Counsellors, tutors, mentors – who’s who?


You’ve just started university and you’re feeling that typical uncertainty and shyness during the first few days, something that everyone goes through. There are hundreds of questions running through your head: what will the lectures, assignments and placements be like? Will I fit straight into university life?  Will I get on with my new flatmates? Will I like my new city? All this can make you feel anxious, as you want to find out all the answers straight away.

Three university students talking at an event.

Well, relax: this is how everyone feels at the start of this adventure. You are about to start the journey to becoming a fully-fledged professional and that can be a scary thing to think about at the beginning. So, it’s important to know that there are people at the University who are there to support and guide you through this process: your guidance counsellor, your personal tutor, your group coordinator and, if you want, your mentor.

And, of course, now you’re thinking “who’s who?”, “what do they do?” and “how do I get in touch with them?” Here are some answers.

Who can help you?

Four people discussing material on a whiteboard during a meeting.

Your guidance counsellor: he or she can give you some advice about how to tackle your academic and personal challenges. Our guidance counsellors are all educational psychologists who can give personalized and confidential advice and support to enable you to meet these challenges head on.

A young man and woman working together on a computer.

Your personal tutor: during your first year at the University, one of your lecturers will be your personal tutor and he or she will help you to adapt to your new surroundings. He or she will be the key person to go to if you’re unsure about the way in which your degree or the University works.

You can find the contact details for your personal tutor on the intranet.
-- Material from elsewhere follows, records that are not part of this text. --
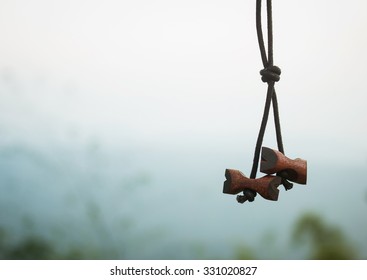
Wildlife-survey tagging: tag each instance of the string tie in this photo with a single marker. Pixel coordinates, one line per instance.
(270, 74)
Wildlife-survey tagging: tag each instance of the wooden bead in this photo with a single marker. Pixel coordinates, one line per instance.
(273, 161)
(266, 186)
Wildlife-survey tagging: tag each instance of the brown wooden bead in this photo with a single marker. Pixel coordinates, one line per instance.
(273, 161)
(266, 186)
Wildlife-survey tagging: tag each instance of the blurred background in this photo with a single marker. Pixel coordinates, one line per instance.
(119, 118)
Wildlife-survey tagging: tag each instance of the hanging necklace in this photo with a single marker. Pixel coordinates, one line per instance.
(279, 168)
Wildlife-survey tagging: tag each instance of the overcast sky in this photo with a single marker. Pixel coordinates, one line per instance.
(183, 77)
(168, 69)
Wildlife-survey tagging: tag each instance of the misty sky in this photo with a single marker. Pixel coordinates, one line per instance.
(181, 78)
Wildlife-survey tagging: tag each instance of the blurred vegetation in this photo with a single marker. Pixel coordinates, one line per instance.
(325, 242)
(320, 239)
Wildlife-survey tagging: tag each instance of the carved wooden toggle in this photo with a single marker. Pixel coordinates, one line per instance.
(273, 161)
(266, 186)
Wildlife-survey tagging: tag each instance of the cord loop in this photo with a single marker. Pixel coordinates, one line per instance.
(270, 74)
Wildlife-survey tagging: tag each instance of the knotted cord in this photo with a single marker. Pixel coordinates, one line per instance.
(270, 75)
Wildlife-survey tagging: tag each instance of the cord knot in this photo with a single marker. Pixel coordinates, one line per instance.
(270, 74)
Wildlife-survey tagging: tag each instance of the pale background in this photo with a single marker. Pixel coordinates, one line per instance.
(118, 119)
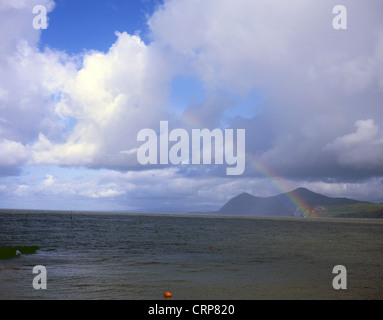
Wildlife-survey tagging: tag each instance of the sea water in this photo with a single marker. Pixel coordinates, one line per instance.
(126, 256)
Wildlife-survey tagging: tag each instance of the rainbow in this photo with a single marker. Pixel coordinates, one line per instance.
(278, 184)
(273, 177)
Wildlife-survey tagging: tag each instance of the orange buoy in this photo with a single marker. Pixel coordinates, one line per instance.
(168, 294)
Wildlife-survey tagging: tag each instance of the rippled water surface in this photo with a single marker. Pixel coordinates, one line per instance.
(94, 256)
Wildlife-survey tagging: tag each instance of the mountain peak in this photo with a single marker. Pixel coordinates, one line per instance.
(283, 205)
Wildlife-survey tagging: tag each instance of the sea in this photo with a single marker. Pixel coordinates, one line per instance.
(114, 256)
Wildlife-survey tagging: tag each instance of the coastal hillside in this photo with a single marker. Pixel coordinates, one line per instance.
(300, 202)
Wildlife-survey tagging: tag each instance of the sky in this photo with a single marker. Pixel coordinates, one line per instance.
(74, 96)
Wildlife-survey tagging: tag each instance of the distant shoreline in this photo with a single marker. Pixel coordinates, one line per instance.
(188, 215)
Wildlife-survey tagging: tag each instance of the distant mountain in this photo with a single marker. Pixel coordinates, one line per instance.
(300, 202)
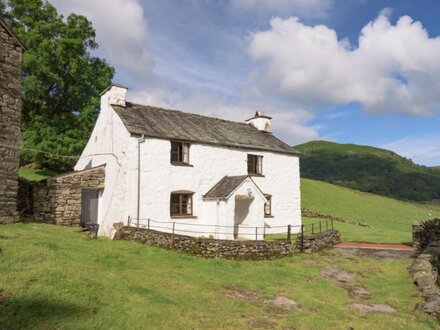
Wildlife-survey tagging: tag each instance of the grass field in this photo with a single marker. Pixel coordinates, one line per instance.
(390, 218)
(54, 278)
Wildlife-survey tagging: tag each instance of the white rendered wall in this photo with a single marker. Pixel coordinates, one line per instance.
(108, 145)
(210, 164)
(111, 144)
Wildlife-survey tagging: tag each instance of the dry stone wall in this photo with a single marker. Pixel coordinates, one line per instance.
(10, 117)
(228, 249)
(58, 200)
(319, 241)
(208, 248)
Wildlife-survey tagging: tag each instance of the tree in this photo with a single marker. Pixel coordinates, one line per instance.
(61, 81)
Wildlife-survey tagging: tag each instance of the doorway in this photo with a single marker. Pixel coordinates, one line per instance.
(241, 212)
(89, 207)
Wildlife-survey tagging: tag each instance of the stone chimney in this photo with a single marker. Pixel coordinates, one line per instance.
(114, 95)
(261, 122)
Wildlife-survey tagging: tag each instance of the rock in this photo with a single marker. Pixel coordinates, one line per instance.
(373, 308)
(431, 307)
(358, 292)
(336, 274)
(284, 303)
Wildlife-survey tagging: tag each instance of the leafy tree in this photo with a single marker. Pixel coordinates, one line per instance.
(61, 81)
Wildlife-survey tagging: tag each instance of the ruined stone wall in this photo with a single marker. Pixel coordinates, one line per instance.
(208, 248)
(58, 200)
(10, 116)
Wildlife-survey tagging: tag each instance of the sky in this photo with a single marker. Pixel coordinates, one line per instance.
(349, 71)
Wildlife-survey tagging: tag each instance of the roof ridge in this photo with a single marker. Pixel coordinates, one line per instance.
(192, 113)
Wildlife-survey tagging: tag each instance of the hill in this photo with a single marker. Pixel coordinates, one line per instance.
(369, 169)
(389, 220)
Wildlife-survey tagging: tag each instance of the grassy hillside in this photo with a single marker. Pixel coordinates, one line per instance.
(54, 278)
(390, 218)
(369, 169)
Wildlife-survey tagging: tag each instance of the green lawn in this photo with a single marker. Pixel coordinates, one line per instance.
(55, 278)
(390, 218)
(32, 174)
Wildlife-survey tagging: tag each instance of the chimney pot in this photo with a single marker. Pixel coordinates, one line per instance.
(261, 121)
(116, 94)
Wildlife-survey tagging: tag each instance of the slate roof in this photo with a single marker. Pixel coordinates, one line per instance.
(225, 186)
(177, 125)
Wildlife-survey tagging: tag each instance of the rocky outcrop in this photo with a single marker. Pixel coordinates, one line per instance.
(10, 117)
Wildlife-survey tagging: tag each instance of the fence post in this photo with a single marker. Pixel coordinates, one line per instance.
(302, 238)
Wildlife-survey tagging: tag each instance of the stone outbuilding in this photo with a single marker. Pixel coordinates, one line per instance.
(11, 50)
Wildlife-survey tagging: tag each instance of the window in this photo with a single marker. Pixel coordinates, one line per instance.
(268, 206)
(255, 165)
(181, 204)
(179, 152)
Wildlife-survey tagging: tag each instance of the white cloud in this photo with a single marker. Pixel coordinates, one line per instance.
(288, 124)
(121, 31)
(421, 149)
(309, 8)
(395, 68)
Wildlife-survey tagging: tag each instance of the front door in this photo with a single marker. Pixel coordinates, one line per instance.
(89, 206)
(241, 212)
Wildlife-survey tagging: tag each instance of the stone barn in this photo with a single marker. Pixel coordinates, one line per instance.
(11, 50)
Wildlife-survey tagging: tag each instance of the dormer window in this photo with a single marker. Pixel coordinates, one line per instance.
(255, 165)
(179, 153)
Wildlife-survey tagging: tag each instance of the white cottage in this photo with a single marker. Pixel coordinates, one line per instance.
(203, 176)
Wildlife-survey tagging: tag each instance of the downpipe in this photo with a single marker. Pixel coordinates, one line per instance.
(138, 207)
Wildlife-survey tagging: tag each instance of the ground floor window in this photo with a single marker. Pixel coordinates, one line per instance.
(268, 206)
(181, 204)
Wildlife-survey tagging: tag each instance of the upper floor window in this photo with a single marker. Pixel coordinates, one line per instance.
(179, 152)
(181, 204)
(255, 165)
(268, 206)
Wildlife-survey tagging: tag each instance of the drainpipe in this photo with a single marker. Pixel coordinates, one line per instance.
(140, 140)
(216, 227)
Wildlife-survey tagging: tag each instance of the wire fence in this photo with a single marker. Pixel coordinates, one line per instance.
(289, 232)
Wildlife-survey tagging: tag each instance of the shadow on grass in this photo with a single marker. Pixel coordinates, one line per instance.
(23, 313)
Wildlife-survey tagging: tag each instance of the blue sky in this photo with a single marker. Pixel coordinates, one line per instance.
(350, 71)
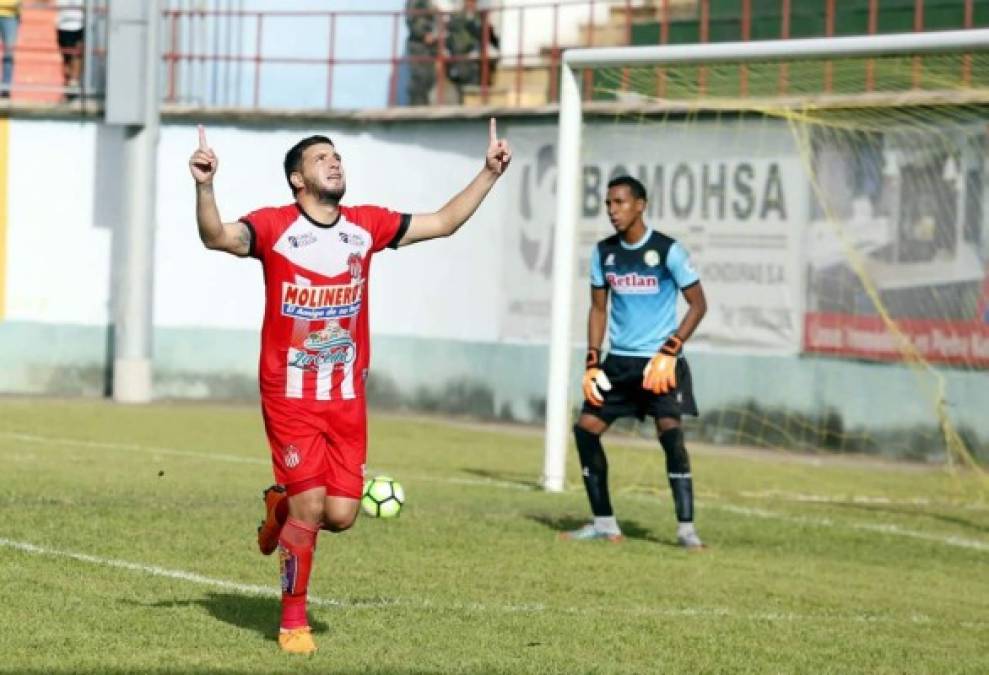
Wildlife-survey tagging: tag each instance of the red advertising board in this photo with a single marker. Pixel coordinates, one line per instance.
(962, 343)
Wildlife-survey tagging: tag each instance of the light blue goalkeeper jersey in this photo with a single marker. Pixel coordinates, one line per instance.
(644, 280)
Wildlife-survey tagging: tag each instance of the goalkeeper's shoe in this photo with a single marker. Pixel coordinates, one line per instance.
(270, 529)
(690, 541)
(590, 533)
(296, 640)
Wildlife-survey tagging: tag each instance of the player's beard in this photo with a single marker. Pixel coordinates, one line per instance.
(330, 196)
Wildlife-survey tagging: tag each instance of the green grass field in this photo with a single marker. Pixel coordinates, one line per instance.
(127, 545)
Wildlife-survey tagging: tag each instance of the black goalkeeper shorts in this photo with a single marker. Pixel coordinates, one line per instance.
(627, 398)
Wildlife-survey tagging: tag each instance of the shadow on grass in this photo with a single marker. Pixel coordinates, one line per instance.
(260, 615)
(522, 480)
(630, 528)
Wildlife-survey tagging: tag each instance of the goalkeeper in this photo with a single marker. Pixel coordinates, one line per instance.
(645, 372)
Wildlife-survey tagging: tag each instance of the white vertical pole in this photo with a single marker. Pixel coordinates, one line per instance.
(564, 249)
(134, 277)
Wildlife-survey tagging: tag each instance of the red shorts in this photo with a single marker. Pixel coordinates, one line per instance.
(317, 443)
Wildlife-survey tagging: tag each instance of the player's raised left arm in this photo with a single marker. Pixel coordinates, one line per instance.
(462, 206)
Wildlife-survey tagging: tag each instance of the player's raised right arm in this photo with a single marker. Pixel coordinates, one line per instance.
(233, 238)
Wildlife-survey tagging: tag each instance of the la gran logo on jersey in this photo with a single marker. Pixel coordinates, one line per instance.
(633, 283)
(319, 303)
(330, 346)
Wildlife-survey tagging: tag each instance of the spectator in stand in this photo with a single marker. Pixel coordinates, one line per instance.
(71, 23)
(465, 43)
(422, 45)
(9, 18)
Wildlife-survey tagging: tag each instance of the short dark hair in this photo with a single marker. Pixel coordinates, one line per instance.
(293, 158)
(635, 185)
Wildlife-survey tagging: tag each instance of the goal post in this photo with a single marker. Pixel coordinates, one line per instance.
(563, 340)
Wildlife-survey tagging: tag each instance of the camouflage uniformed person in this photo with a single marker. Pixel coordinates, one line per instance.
(463, 42)
(420, 17)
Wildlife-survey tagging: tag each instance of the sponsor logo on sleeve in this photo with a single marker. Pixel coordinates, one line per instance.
(316, 303)
(352, 239)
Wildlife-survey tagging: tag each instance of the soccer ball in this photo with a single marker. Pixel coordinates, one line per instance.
(383, 497)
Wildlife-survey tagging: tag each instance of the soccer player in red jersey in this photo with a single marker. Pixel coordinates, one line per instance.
(315, 349)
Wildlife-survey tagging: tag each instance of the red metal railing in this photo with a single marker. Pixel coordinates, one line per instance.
(226, 57)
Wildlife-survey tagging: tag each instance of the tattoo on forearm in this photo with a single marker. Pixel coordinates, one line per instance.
(244, 237)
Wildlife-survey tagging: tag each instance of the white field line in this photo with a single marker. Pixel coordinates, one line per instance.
(254, 590)
(896, 530)
(781, 495)
(889, 529)
(132, 447)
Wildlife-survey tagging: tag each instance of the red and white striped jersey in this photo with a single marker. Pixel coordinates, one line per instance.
(314, 340)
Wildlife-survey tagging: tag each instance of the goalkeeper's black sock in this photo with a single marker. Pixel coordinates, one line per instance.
(678, 472)
(595, 471)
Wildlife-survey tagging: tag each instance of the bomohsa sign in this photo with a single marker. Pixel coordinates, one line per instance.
(736, 197)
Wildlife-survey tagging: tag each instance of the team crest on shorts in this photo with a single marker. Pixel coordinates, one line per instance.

A coordinator gives a talk in front of a large class.

Group coordinator: this person will be available to you throughout the year, to deal with the needs of the group you form part of or any individual needs you may have.

You can find thecontactdetails of your group coordinator on the intranet.

Students at an event holding pink balloons.

Mentor: students from the second to fourth years of their degrees take time out from their studies to help first-year students like you to adapt to your new life. Your mentor can explain to you how lectures and practicals work and give you advice on issues like food shopping or public transport. It’s a great way to integrate into university life and make friends from the very first day.